Two years ago a team of engineers amazed the world (Harry Potter fans in particular) by developing the technology needed to make an invisibility cloak. Now researchers are creating laboratory-engineered wonder materials that can conceal objects from almost anything that travels as a wave. That includes light and sound and—at the subatomic level—matter itself. And lest you think that cloaking applies only to the intangible world, 2008 even brought a plan for using cloaking techniques to protect shorelines from giant incoming waves.
Engineer Xiang Zhang, whose University of California at Berkeley lab is behind much of this work, says, “We can design materials that have properties that never exist in nature.”
These engineered substances, known as metamaterials, get their unusual properties from their size and shape, not their chemistry. Because of the way they are composed, they can shuffle waves—be they of light, sound, or water—away from an object. To cloak something, concentric rings of the metamaterial are placed around the object to be concealed. Tiny structures—like loops or cylinders—within the rings divert the incoming waves around the object, preventing both reflection and absorption.
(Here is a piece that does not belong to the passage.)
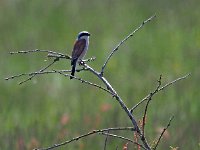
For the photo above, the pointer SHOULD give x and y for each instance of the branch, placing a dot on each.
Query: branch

The waves meet up again on the other side, appearing just as they would if nothing were there.
The first invisibility cloak, designed by engineers at Duke University and Imperial College London, worked for only a narrow band of microwaves. Xiang and his colleagues created metamaterials that can bend visible light backward—a much greater challenge because visible light waves are so small, under 700 nanometers wide. That meant the engineers had to devise cloaking components only tens of nanometers apart.